Koma.id — Roy Suryo dan Rismon Sianipar menjadi saksi ahli sidang gugatan perdata ijazah palsu UGM Jokowi dengan penggugat Muhammad Taufiq di Pengadilan Negeri (PN) Solo, Rabu (18/2).
Dalam persidangan, Roy menyoroti beredarnya gambar ijazah yang disebut sebagai milik Joko Widodo. Menurutnya, dokumen ijazah Jokowi tersebut pertama kali diunggah Dian Sandi yang disebut sebagai kader Partai Solidaritas Indonesia (PSI), dan kemudian menjadi dasar berbagai klaim keaslian di ruang publik.
“Untuk membandingkan dokumen tersebut dengan ijazah almarhum Bambang Budy Harto, yang tercatat sebagai lulusan Fakultas Kehutanan Universitas Gadjah Mada kami menemukan adanya perbedaan,” kata Roy, Rabu (18/2).
Dia menjelaskan, kalau di-scan, tampak ada lintasan stempel di pas foto. Foto ditempel dulu, lalu dicap. Jadi lintasan stempelnya jelas melintasi foto. “Ada watermark di kertas, tampak tulisan kecil ‘Gadjah Mada University’. Kemudian ada emboss,” ujar Roy.
Ia mengatakan, pada ijazah pembanding tersebut, logo UGM tetap proporsional ketika ditarik secara vertikal maupun horizontal. Menurutnya, bentuk logo tidak berubah atau mengalami distorsi. “Logonya kalau ditarik vertikal dan horizontal itu simetris, tidak ‘perot’ seperti yang ada pada ijazah yang disebut milik Joko Widodo. Ini tidak ada editing atau manipulasi apa pun. Murni saya analisis dengan dua software,” tegasnya.

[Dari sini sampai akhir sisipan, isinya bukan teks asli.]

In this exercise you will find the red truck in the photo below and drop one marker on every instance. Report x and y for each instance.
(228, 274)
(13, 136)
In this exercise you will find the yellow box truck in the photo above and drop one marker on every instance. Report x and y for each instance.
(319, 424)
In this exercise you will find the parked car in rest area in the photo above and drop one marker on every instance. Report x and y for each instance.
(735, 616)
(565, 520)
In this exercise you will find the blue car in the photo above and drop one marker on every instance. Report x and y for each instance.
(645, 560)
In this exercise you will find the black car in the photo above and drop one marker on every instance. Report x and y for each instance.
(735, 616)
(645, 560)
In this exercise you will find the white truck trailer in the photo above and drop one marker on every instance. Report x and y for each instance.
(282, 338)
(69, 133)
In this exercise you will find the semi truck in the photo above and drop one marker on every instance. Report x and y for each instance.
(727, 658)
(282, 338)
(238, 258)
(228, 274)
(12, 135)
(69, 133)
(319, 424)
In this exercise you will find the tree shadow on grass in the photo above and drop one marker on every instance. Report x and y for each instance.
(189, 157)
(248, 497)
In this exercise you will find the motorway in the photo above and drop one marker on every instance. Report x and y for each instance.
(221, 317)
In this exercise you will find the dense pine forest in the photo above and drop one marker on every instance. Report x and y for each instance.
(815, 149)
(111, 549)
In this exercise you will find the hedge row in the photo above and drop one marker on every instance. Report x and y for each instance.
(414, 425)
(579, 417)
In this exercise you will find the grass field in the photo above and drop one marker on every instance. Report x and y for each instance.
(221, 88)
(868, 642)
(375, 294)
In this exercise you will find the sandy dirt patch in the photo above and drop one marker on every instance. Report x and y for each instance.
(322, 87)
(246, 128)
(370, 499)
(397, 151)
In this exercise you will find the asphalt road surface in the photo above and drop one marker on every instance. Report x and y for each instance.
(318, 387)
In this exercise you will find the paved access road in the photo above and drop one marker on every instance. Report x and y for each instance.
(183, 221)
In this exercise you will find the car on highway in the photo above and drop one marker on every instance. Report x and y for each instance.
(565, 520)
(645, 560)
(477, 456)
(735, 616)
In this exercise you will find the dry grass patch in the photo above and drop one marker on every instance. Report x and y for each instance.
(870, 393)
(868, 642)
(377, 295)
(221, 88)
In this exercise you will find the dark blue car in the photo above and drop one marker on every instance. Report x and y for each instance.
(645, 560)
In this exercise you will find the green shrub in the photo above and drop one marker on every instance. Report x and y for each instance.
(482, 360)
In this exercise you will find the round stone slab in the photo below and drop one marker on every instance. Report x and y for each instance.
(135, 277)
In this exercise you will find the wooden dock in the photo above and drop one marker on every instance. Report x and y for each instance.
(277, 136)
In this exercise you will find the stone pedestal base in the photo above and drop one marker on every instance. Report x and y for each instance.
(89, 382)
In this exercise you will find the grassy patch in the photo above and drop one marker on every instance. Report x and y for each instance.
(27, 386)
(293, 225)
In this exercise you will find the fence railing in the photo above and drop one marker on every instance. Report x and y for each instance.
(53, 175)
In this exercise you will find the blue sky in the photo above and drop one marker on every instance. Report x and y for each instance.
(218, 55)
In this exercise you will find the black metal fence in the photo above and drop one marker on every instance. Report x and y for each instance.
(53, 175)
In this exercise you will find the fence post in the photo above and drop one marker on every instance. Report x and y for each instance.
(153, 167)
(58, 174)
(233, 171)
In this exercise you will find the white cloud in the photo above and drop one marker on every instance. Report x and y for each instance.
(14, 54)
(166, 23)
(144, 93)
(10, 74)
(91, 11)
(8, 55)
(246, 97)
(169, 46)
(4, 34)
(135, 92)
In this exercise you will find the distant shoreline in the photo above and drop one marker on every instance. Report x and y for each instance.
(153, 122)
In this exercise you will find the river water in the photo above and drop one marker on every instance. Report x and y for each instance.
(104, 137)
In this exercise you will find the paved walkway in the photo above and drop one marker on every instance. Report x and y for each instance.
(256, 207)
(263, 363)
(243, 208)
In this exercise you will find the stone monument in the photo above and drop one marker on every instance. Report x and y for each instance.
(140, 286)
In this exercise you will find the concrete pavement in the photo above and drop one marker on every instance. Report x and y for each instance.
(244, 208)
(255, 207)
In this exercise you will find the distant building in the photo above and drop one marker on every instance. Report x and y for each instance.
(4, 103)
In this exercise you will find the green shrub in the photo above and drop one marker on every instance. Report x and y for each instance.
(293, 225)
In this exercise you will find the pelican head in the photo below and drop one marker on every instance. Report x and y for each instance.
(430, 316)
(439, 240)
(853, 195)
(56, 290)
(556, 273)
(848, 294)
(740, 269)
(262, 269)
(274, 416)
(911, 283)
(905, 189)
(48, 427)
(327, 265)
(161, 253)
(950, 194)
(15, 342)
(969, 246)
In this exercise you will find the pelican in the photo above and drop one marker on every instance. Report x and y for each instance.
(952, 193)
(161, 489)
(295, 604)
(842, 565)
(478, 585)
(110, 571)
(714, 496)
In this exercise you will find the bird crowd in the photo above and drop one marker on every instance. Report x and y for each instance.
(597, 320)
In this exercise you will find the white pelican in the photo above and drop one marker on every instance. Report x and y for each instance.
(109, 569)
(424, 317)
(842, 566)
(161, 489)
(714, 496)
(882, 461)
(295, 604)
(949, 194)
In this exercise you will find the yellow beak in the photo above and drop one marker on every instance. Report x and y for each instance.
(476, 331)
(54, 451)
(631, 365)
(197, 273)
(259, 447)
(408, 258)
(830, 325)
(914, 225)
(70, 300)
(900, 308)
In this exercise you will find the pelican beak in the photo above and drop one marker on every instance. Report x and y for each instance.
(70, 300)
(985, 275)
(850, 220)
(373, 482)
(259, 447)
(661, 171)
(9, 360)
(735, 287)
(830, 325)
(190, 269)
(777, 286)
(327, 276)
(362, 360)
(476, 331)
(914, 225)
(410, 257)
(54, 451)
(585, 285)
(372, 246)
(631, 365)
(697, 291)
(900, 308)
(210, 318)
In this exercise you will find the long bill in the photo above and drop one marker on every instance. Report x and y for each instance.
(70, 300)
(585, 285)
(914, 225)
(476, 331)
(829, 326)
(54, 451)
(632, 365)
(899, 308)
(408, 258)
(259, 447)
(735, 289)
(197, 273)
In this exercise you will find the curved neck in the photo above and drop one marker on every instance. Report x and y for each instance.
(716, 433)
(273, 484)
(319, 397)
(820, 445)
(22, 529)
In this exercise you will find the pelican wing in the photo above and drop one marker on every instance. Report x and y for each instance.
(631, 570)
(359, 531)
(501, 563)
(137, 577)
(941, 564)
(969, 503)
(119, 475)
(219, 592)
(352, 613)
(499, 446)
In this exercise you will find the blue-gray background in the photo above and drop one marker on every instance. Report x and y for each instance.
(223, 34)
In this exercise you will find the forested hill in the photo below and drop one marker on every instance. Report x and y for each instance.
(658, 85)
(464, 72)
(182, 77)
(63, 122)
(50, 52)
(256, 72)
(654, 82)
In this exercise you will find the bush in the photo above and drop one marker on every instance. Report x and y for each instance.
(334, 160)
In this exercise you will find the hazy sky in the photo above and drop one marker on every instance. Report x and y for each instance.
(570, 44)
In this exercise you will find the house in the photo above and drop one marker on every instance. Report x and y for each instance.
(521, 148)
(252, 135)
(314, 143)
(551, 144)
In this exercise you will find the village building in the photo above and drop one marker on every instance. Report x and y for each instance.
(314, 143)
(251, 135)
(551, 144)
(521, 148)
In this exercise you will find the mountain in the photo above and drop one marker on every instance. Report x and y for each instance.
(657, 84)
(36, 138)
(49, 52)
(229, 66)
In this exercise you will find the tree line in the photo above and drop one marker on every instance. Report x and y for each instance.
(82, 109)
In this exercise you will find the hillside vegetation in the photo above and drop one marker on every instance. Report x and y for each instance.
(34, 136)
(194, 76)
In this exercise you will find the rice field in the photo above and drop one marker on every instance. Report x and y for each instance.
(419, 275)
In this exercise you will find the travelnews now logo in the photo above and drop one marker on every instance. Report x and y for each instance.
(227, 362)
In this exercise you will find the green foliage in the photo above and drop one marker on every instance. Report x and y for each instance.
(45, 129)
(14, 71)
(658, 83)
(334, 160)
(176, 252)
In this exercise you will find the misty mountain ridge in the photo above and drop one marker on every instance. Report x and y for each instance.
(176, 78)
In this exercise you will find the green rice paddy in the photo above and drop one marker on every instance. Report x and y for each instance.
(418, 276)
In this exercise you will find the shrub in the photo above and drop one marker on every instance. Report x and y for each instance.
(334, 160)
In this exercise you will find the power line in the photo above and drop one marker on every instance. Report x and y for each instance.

Roy menyatakan perbedaan paling mencolok terletak pada tidak ditemukannya watermark, emboss, maupun lintasan stempel pada pas foto dalam dokumen yang beredar atas nama Joko Widodo.
“Pada ijazah yang disebut milik Joko Widodo, tidak ada lintasan emboss di pas foto, tidak ada watermark, tidak ada emboss sama sekali. Padahal, ini sama-sama kopi dokumen. Yang satu jelas kopi dari asli, yang satu tidak jelas kopi dari mana,” katanya.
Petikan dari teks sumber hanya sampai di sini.